As tired as we all were, we hurried through the main street of the old town, up hills, across a bridge, and even up public stairs, as you can see in my photo at the top of this blog post. We stopped at several small hostels and hotels that were full. We kept hurrying until we came to Albergue Leo on the far end of town. It reminded me of “The Amazing Race” television show, hurrying to win, but for us, it was hurrying for a place to stay.
This was the first time I was really concerned that we might not have a place to stay.

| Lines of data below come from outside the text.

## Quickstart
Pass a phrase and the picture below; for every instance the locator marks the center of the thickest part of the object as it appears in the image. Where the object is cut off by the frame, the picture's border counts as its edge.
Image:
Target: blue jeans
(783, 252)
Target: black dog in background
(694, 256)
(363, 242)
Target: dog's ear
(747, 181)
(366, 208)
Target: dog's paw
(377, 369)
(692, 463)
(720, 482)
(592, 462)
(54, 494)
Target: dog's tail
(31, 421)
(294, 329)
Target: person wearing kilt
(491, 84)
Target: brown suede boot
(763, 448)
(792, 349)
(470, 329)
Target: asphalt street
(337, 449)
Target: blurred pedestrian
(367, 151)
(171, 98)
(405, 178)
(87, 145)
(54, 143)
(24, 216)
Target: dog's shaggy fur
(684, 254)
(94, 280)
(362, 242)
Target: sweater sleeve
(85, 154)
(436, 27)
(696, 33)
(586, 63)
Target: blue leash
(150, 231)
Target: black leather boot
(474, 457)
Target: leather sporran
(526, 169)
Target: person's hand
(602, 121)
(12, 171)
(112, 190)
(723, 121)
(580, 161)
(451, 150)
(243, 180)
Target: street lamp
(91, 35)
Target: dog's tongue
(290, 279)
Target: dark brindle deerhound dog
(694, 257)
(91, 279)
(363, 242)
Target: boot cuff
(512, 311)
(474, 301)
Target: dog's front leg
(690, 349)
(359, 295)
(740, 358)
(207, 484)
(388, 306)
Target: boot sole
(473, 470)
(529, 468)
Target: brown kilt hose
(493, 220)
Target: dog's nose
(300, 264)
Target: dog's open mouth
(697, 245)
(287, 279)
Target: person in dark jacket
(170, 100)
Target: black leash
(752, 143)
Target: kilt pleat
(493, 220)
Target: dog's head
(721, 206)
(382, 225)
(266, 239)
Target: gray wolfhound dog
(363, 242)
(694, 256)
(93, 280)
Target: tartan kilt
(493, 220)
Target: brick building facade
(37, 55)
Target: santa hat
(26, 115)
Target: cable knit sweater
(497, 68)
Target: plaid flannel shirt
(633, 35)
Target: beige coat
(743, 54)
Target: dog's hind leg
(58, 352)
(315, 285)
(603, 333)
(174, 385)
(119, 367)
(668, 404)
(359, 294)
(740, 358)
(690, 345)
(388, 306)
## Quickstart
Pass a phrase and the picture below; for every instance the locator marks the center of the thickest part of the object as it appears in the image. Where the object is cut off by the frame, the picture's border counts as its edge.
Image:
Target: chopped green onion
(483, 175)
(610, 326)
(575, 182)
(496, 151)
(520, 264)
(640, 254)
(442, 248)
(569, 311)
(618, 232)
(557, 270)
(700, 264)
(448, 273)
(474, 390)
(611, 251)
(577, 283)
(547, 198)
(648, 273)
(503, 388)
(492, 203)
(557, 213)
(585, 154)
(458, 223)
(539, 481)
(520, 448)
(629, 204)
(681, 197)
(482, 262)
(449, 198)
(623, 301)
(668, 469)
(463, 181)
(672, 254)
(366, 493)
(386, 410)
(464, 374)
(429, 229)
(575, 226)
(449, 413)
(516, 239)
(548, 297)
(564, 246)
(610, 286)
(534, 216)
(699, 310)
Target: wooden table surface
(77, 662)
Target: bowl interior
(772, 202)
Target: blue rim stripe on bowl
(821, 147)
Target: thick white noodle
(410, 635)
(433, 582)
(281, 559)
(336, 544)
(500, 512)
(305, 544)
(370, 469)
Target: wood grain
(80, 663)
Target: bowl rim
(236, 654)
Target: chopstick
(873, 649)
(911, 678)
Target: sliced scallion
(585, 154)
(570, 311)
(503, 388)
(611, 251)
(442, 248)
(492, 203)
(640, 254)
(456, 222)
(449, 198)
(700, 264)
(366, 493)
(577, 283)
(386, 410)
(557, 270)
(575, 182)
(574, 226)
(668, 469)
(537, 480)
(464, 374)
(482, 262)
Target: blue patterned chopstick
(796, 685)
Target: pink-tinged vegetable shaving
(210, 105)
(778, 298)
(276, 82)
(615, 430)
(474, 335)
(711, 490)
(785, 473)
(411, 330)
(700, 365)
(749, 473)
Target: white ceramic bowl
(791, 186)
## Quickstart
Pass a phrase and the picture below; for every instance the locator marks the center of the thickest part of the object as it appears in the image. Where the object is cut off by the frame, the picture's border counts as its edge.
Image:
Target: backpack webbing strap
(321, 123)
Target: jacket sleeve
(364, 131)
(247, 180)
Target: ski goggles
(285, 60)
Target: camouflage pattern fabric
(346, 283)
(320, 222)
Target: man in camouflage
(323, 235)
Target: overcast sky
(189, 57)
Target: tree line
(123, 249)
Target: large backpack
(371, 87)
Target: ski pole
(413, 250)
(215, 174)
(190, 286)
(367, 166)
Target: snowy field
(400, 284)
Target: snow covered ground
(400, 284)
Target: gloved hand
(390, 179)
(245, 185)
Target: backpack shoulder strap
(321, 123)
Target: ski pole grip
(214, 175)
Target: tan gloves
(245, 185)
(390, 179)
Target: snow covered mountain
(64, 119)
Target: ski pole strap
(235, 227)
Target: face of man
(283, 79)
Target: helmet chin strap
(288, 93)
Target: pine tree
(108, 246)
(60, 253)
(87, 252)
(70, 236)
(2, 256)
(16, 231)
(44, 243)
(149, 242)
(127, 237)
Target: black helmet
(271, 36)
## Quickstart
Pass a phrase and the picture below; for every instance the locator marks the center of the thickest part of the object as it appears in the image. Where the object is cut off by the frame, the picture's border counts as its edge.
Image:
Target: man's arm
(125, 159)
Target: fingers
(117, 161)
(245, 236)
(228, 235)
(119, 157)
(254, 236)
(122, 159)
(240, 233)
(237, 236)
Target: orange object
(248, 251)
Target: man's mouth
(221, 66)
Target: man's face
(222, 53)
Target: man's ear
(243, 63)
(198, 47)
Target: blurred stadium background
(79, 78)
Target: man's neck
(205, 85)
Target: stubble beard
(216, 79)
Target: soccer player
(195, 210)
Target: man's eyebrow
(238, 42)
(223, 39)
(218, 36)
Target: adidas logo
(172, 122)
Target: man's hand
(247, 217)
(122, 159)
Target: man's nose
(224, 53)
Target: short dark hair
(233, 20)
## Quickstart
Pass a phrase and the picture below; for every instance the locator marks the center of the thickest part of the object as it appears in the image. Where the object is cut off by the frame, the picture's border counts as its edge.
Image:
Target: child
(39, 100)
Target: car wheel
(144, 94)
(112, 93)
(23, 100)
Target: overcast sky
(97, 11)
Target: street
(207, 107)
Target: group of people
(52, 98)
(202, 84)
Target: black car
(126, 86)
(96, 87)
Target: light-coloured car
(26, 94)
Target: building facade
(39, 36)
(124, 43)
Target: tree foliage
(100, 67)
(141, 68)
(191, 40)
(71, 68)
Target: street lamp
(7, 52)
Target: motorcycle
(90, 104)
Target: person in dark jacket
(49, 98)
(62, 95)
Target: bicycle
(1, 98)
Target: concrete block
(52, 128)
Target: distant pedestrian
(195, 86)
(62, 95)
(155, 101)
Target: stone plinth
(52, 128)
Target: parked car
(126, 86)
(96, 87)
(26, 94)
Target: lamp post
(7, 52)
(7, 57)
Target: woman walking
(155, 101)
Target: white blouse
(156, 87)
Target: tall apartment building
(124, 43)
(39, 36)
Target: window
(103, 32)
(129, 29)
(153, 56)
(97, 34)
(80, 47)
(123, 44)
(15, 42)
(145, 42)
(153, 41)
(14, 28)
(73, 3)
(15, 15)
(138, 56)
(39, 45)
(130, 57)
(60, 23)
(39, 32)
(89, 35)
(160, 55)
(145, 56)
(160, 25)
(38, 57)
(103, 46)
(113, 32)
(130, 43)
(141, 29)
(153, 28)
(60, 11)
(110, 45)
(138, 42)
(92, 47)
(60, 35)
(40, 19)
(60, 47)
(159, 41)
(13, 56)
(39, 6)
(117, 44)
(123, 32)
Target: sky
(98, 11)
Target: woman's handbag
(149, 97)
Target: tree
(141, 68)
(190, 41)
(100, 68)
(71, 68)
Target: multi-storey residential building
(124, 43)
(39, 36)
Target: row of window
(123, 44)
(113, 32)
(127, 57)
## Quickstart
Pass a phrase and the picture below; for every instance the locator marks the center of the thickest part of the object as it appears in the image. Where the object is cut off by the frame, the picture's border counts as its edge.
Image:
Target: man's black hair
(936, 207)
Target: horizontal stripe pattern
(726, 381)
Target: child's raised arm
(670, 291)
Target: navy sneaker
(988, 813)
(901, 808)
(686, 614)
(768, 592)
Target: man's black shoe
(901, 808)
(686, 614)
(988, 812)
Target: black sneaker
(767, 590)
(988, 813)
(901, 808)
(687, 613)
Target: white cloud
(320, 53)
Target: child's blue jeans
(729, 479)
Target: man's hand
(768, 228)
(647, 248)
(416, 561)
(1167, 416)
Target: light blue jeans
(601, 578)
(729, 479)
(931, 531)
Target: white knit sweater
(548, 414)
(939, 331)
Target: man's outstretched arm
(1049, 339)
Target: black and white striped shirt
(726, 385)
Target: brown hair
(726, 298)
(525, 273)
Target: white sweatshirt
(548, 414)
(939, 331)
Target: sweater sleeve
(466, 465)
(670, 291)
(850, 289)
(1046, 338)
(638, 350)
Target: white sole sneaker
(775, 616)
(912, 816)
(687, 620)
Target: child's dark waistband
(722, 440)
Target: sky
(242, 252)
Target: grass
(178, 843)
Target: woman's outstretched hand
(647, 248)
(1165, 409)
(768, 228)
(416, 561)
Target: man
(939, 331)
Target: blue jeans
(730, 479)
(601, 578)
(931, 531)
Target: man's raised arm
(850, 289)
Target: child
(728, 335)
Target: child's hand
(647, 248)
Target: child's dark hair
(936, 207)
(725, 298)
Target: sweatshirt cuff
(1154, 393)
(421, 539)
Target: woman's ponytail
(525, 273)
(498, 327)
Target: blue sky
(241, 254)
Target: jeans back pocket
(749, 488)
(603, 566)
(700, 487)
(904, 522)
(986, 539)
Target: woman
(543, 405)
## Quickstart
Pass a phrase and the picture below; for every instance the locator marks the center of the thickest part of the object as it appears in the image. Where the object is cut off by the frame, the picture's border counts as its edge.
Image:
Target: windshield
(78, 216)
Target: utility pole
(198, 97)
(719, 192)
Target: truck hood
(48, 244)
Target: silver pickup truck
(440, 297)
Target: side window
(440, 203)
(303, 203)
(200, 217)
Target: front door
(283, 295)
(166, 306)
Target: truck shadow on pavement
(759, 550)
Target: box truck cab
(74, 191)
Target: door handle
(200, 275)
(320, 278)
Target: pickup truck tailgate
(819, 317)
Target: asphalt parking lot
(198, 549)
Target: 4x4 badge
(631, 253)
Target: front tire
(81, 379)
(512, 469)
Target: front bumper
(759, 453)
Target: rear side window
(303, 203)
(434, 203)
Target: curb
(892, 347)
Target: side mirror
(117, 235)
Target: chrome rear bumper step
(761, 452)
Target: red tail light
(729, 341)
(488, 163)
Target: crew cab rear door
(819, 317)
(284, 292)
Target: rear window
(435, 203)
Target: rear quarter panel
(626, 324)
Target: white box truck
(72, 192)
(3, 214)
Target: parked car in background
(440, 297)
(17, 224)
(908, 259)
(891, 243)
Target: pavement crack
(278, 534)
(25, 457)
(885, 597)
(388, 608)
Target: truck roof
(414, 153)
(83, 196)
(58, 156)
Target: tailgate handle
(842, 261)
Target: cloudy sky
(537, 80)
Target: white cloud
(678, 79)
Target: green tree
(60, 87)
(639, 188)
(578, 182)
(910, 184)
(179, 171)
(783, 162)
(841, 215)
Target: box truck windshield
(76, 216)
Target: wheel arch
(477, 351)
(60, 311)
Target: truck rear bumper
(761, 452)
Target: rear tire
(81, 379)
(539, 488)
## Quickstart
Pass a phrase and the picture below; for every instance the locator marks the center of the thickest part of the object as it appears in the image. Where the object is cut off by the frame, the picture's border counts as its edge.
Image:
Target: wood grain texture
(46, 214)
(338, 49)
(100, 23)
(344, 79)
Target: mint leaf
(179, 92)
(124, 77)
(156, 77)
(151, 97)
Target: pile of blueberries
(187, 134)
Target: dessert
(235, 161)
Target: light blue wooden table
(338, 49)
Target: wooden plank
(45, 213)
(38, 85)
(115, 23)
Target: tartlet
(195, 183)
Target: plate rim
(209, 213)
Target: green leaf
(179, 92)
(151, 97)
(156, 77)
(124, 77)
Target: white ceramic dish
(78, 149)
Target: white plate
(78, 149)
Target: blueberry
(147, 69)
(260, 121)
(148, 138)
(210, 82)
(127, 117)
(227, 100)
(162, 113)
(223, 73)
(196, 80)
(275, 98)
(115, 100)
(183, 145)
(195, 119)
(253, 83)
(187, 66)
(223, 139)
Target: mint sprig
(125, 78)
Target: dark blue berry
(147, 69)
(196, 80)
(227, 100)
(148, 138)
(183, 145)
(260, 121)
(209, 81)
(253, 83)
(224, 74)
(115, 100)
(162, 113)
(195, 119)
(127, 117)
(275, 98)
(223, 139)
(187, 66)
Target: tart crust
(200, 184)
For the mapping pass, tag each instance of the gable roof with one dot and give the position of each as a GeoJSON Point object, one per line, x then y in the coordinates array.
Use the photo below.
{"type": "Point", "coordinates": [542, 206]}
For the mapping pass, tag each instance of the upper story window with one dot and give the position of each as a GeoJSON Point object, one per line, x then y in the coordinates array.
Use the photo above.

There was a line; I was hot and could hardly stand still until it was my turn, but finally I sat down, in the only chair in front of the desk, and signed in. I was so relieved not to be turned away! Now I could finally relax.
Jorgen, Greg, and I shared a room. Later, one younger man joined us. Greg was too tired to go out for dinner, but Jorgen was so happy to have a place to stay that he joined me for dinner. He said this was the best meal he had had at a restaurant since he started in St. Jean Pied de Port. As I get closer to Santiago, more people are on the last 100 kilometers, and now finding a place to stay is a serious concern.